When you are ill, and when people around you, that you love and care for are ill, it seems as though a curtain has been torn back, as if your own skin and the skin of the world has been removed, and suddenly you are able to see a reality that is at all times all around us but which we necessarily veil, mitigate and mediate in order to be able to live our lives.

This also shows us what we call ‘our lives’, and how full of positivity they actually are on a daily basis, a positivity that constantly manages to reconcile, deal with, balance and manage much of the true complexity, difficulty and near-impossibility of being human.

Having the curtain pulled back and life unveiled in all its complexity, and feeling and seeing the pain in the world seeping into us and pouring out of us, is a frightening experience.
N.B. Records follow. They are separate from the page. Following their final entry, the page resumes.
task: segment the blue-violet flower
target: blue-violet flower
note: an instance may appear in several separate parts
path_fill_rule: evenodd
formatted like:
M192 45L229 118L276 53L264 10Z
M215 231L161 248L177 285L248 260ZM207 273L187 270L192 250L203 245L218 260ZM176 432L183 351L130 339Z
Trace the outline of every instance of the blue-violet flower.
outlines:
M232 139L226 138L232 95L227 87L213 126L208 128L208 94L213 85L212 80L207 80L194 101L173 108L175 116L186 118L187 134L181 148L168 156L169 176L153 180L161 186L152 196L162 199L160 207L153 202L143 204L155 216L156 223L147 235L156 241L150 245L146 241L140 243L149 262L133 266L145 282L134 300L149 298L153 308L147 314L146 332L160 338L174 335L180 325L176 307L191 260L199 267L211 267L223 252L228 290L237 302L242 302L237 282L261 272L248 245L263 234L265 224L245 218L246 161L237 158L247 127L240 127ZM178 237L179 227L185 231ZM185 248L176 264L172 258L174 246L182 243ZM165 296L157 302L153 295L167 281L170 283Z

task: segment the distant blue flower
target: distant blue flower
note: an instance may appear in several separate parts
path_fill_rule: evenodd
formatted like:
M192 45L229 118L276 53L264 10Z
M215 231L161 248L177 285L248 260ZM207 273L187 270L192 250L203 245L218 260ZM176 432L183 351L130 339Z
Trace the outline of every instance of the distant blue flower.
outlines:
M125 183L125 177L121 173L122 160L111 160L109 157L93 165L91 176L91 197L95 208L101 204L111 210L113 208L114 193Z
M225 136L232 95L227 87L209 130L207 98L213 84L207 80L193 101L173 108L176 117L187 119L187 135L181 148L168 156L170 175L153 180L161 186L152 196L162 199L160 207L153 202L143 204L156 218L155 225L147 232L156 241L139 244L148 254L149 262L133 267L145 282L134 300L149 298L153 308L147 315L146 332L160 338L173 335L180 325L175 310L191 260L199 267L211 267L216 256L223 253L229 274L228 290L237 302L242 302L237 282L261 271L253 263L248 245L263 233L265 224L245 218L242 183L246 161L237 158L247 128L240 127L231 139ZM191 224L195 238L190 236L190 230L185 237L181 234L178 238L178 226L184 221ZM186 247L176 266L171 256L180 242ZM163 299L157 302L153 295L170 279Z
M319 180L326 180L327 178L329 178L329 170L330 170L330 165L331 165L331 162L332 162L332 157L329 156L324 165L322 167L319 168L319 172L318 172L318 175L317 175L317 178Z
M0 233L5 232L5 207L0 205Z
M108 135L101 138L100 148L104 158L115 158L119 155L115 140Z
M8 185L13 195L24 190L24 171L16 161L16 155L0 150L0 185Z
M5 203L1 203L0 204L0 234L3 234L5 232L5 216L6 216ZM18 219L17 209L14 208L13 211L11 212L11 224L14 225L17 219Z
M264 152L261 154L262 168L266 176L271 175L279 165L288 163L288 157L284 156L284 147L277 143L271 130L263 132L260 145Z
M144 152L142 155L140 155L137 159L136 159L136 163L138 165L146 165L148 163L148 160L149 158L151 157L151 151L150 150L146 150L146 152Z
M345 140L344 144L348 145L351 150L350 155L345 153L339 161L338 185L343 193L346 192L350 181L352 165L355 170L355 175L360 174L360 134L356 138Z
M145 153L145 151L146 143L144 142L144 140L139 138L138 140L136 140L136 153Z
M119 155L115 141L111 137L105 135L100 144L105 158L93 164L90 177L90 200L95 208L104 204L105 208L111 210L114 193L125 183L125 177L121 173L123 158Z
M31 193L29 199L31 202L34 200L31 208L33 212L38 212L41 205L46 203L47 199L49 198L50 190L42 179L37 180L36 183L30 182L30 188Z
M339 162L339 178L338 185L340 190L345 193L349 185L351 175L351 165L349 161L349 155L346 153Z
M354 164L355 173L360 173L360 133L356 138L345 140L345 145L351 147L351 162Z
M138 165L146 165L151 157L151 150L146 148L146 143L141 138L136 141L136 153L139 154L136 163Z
We need to keep our guards up. We need our skin, our mitigation, our mediation, and without it we are useless to ourselves and to others.

Artists might like to think of ourselves as ‘thin-skinned’ or unusually sensitive, but we have all met artists who are ‘tough as old boots’ and equipped with attributes usually associated with the Rhinoceros.

I guess we each need to negotiate this individually, i.e. considering to what extent we want and need to acknowledge the truth and reality of pain in ourselves and in the world, as well as the degree to which we need to deny that reality or how we justifiably keep it at bay.

Ultimately, it may be that our very practices, this writing here, that photograph there, that poem, that painting, performance or video is in fact a construction built at this very interface between self and world, good and bad health, pain and positivity, unbearable realities and is our way of getting-by.

It may just be that our art is in fact our ‘skin’.